2.2.3 Gravity or centrifugal force

Decanter centrifuges use the difference between the specific gravity of solids and liquids to affect separation. Therefore, these centrifuges exert a high centrifugal force (RCF) for efficient separation. Filter centrifuges require lower g-forces to push liquid through the bowl holes. Typically a decanter centrifuge has a centrifugal force from 3,000 Gs to 10,000 Gs, while a filter centrifuge has a centrifugal force of less than 2,000 Gs.


2.2.4 Extraction of isolated solids

A decanter centrifuge continuously discharges the separated solids during the settling process. A rotating vortex (auger) within the bowl pushes the separated solids out. The filter centrifuge accumulates separated solids, which are periodically scraped from the mesh by the scraper.

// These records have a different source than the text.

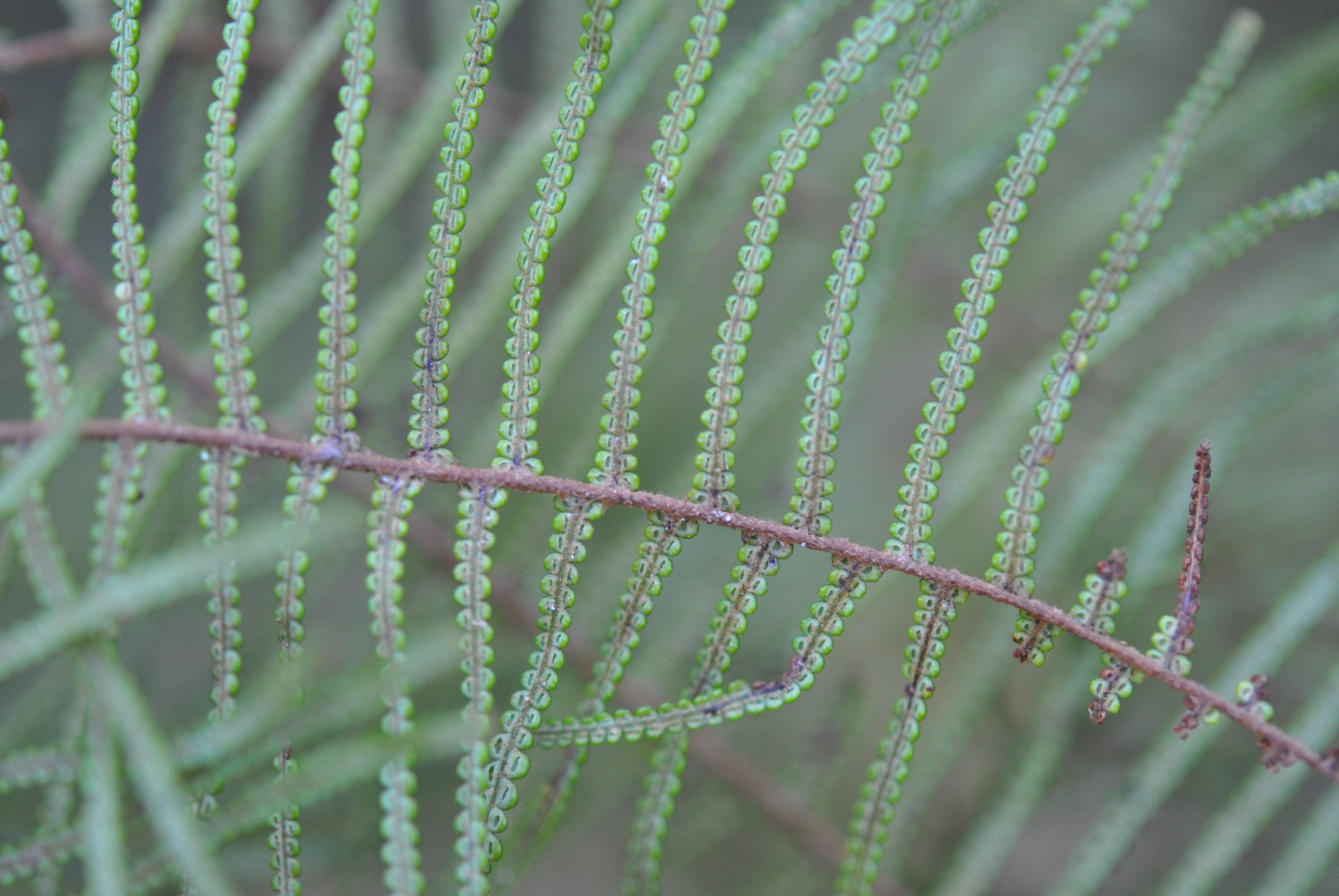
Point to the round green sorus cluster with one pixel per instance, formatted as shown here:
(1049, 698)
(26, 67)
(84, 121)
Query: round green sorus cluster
(523, 366)
(760, 559)
(574, 527)
(615, 463)
(714, 480)
(428, 427)
(387, 527)
(39, 331)
(1115, 685)
(642, 871)
(401, 852)
(1100, 602)
(1065, 85)
(1012, 567)
(145, 394)
(574, 524)
(663, 539)
(284, 850)
(479, 512)
(220, 476)
(874, 812)
(238, 406)
(307, 487)
(911, 532)
(335, 405)
(393, 500)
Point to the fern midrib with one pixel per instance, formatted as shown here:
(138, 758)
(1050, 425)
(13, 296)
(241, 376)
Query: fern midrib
(1001, 228)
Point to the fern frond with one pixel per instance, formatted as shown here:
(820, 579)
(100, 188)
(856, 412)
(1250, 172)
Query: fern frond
(1100, 602)
(149, 765)
(476, 846)
(335, 421)
(39, 331)
(399, 852)
(1191, 262)
(267, 125)
(19, 863)
(517, 448)
(35, 768)
(238, 406)
(517, 445)
(145, 395)
(1255, 803)
(1172, 643)
(715, 480)
(393, 501)
(101, 812)
(911, 533)
(170, 578)
(1013, 566)
(335, 418)
(82, 161)
(284, 851)
(1164, 765)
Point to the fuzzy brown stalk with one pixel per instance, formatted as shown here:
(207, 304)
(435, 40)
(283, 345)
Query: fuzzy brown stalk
(26, 432)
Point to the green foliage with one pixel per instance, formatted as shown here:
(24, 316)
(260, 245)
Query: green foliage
(117, 776)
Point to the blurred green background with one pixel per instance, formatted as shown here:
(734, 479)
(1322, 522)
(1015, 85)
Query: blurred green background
(1271, 516)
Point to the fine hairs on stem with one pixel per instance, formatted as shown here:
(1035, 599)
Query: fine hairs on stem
(1207, 343)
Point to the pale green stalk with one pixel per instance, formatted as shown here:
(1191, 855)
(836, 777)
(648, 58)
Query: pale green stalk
(517, 447)
(149, 767)
(239, 409)
(1060, 708)
(101, 821)
(1013, 566)
(168, 579)
(145, 397)
(1310, 853)
(911, 533)
(268, 124)
(329, 772)
(335, 422)
(1191, 262)
(81, 164)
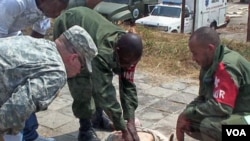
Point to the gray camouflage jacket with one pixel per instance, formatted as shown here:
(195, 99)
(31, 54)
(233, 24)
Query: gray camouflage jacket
(31, 75)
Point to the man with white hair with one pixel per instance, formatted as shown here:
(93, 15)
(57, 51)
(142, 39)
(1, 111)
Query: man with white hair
(33, 71)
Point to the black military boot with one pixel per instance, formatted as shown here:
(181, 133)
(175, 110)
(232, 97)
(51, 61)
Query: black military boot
(101, 121)
(86, 131)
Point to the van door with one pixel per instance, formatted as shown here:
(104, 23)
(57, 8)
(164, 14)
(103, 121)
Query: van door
(188, 21)
(137, 9)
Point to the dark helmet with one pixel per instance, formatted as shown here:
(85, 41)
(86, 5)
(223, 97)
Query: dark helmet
(129, 49)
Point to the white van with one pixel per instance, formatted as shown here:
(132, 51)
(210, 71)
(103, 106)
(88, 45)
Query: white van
(167, 15)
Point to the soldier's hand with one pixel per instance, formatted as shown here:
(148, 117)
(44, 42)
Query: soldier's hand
(132, 129)
(126, 136)
(181, 127)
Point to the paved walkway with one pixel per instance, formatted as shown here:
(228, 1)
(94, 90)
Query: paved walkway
(159, 105)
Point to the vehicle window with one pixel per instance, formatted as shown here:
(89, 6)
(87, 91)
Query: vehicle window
(166, 11)
(118, 1)
(213, 1)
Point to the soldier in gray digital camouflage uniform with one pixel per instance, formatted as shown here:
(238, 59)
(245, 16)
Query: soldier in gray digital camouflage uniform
(33, 71)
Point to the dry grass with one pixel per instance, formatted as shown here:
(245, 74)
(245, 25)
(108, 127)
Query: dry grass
(166, 54)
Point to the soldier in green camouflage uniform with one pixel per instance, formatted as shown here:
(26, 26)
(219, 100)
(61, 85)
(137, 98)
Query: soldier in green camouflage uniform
(224, 89)
(118, 53)
(33, 71)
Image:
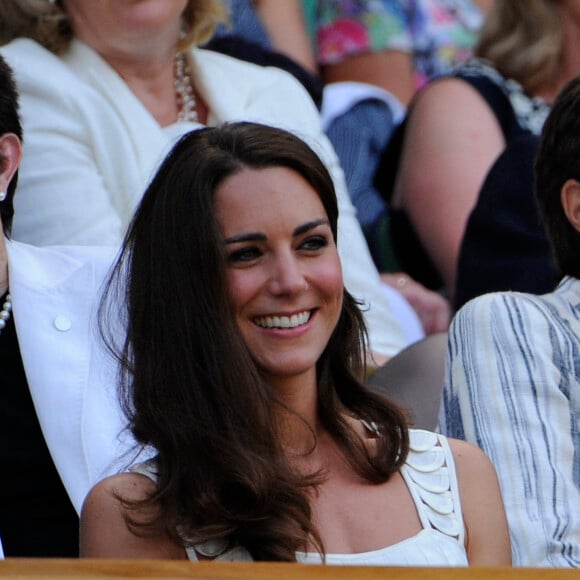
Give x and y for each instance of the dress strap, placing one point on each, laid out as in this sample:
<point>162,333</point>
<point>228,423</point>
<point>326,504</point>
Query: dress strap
<point>146,468</point>
<point>430,475</point>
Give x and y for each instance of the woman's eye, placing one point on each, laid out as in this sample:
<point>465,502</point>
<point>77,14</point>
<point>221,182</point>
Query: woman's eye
<point>244,255</point>
<point>314,243</point>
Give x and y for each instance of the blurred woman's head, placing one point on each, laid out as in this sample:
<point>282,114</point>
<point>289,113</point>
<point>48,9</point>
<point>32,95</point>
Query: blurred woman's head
<point>48,22</point>
<point>523,39</point>
<point>9,125</point>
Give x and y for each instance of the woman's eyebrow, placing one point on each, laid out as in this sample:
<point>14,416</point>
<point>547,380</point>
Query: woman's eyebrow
<point>259,237</point>
<point>246,237</point>
<point>310,226</point>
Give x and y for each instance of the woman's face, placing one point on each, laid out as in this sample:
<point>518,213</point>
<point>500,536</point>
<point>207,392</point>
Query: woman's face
<point>116,24</point>
<point>284,274</point>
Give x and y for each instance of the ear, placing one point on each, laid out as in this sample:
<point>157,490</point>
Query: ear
<point>10,152</point>
<point>570,199</point>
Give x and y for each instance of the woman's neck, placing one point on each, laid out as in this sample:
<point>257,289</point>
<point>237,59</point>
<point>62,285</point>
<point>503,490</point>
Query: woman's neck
<point>3,263</point>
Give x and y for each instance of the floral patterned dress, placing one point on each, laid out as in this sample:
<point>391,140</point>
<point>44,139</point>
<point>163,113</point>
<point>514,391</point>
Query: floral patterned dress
<point>438,33</point>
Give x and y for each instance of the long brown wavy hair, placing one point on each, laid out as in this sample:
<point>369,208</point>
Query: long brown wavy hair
<point>189,385</point>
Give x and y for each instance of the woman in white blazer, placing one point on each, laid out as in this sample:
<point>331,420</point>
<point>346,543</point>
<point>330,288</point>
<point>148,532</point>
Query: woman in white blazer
<point>101,107</point>
<point>60,424</point>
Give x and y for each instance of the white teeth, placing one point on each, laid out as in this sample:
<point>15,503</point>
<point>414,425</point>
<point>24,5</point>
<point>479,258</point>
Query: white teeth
<point>283,321</point>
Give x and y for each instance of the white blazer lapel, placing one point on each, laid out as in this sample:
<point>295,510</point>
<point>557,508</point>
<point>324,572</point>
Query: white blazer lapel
<point>71,378</point>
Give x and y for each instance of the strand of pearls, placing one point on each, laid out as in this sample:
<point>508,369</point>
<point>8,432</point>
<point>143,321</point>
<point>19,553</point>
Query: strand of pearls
<point>184,92</point>
<point>5,312</point>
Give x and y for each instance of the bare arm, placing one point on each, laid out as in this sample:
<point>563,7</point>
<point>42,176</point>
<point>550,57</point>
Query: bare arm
<point>487,542</point>
<point>284,22</point>
<point>104,532</point>
<point>391,70</point>
<point>452,140</point>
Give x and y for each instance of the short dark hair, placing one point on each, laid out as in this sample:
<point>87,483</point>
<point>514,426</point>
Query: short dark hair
<point>557,160</point>
<point>9,123</point>
<point>189,385</point>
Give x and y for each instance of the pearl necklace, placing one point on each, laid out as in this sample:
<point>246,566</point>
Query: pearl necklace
<point>5,312</point>
<point>184,93</point>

2.2.5 Separation liquid discharge

The flow screen of the filter centrifuge allows the liquid to flow out of the screen. The separated fluid is drained from the centrifuge vessel by gravity. The separated fluid in a decanter centrifuge spins at high speed. A built-in pump converts rotational energy into pressure, under which the separated liquid is expelled.


2.2.6 Removable media

As the name implies, filter centrifuges typically use replaceable filter media. This media change increases labor and material costs. A solids net decanter centrifuge uses amplified gravity to separate liquids from solids. This type of centrifuge does not require media changes, saving cost and time.


2.3 Centrifuge Design

Decanter centrifuges and filter centrifuges are essentially different in design. Following are the key differences between these centrifuges.


2.3.1 Moving parts

Moving parts in this section refer to those inside the centrifuge. The rotating screen is a standard moving part of all centrifuges. Filter-type centrifuges typically have articulated scrapers or blades that periodically scrape separated solids off the inside surface of the bowl. The scraped solids then fall out of the net by gravity. The rotating vortex within the settling centrifuge bowl pushes the separated solids out. This solids ejection is a continuous process in which solids are ejected from the rotating web due to centrifugal force.


2.3.2 Network structure

A filter centrifuge has a mesh with holes to separate the liquid from the solids and to pass the separated liquid through. The size of these perforations determines the size of the separated particles. A decanter centrifuge has a solid mesh; hence, it is also known as a solid mesh centrifuge. No perforations make the solid mesh centrifuge more durable and last longer.


2.3.3 Erosion protection

Certain areas of the centrifuge bowl are susceptible to erosion due to contact with moving abrasive particles. The application of an anti-corrosion coating is critical to the durability of the centrifuge. Solid particles passing through the mesh in a filter centrifuge wear down the pores, expanding their size over time. Erosion protection of these pores is not always feasible. Solids scrapers or plows in filter centrifuges are prone to wear and tear. Hard surface coating on plow blades ensures wear resistance. The rotating vortex in the bowl of the settling centrifuge pushes the solids out. Scroll threads are constantly in contact with solids and are subject to erosive wear. The application of corrosion-resistant materials such as tungsten carbide protects the scroll vanes from wear.